36 supervisor configuration - the-omics-os/lobster-local GitHub Wiki

Supervisor Configuration Guide

Overview

The Lobster supervisor agent now features a dynamic, configuration-driven prompt system that automatically discovers agents and their capabilities, eliminating the need for manual updates when adding new agents.

Key Features

  • Automatic Agent Discovery: Supervisor automatically knows about all registered agents
  • Configurable Behavior: Customize interaction style via environment variables
  • Dynamic Prompt Generation: Prompt adapts based on active agents and configuration
  • Backward Compatible: Default settings maintain existing behavior
  • Multiple Operation Modes: Research, Production, and Development modes

Configuration Options

Environment Variables

Variable Type Default Description
SUPERVISOR_ASK_QUESTIONS bool true Whether to ask clarification questions
SUPERVISOR_MAX_QUESTIONS int 3 Maximum number of clarification questions
SUPERVISOR_REQUIRE_CONFIRMATION bool true Require confirmation before downloads
SUPERVISOR_REQUIRE_PREVIEW bool true Require metadata preview before downloads
SUPERVISOR_AUTO_SUGGEST bool true Automatically suggest next steps
SUPERVISOR_VERBOSE bool false Verbose delegation explanations
SUPERVISOR_WORKFLOW_GUIDANCE str standard Guidance level: minimal, standard, detailed
SUPERVISOR_DELEGATION_STRATEGY str auto Strategy: auto, conservative, aggressive
SUPERVISOR_ERROR_HANDLING str informative Error mode: silent, informative, verbose
SUPERVISOR_INCLUDE_DATA bool true Include data context in prompt
SUPERVISOR_INCLUDE_WORKSPACE bool true Include workspace status
SUPERVISOR_AUTO_DISCOVER bool true Auto-discover agents from registry

Configuration Modes

Research Mode (Interactive)

Best for exploratory analysis and development.

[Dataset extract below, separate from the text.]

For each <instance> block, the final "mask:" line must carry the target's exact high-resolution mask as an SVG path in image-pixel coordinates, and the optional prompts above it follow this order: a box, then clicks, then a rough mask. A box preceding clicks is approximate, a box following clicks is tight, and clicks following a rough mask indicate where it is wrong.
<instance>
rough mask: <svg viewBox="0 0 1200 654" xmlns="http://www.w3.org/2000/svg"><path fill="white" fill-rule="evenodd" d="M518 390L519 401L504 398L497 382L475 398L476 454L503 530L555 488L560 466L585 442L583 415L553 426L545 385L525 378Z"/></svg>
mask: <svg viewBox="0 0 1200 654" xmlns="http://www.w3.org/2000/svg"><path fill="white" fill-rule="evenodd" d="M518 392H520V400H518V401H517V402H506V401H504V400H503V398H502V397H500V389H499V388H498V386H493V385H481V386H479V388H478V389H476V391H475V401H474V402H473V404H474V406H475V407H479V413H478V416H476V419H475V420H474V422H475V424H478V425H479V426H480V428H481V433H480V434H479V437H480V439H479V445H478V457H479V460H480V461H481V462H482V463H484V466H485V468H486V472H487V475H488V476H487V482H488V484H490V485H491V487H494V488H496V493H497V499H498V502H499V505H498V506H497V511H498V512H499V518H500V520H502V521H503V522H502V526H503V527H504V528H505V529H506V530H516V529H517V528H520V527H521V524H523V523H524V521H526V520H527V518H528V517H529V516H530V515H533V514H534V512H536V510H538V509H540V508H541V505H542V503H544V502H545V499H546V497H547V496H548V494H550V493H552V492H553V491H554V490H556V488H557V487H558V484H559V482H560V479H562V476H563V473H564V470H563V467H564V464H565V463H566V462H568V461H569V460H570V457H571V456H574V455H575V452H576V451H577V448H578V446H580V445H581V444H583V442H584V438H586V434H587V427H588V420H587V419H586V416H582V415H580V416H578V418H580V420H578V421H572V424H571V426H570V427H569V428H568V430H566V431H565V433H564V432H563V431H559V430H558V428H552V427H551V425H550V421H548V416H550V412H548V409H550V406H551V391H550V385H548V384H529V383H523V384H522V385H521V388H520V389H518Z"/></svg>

export SUPERVISOR_ASK_QUESTIONS=true
export SUPERVISOR_WORKFLOW_GUIDANCE=detailed
export SUPERVISOR_REQUIRE_CONFIRMATION=true

Characteristics:

  • Asks clarification questions (up to 3)
  • Provides detailed workflow guidance
  • Requires explicit confirmation for downloads
  • Includes examples and detailed instructions

Production Mode (Automated)

Optimized for automated workflows and pipelines.

export SUPERVISOR_ASK_QUESTIONS=false
export SUPERVISOR_WORKFLOW_GUIDANCE=minimal
export SUPERVISOR_REQUIRE_CONFIRMATION=false

Characteristics:

  • No clarification questions
  • Minimal workflow guidance
  • Proceeds with downloads automatically
  • Streamlined prompt for efficiency

Development Mode (Verbose)

Useful for debugging and understanding system behavior.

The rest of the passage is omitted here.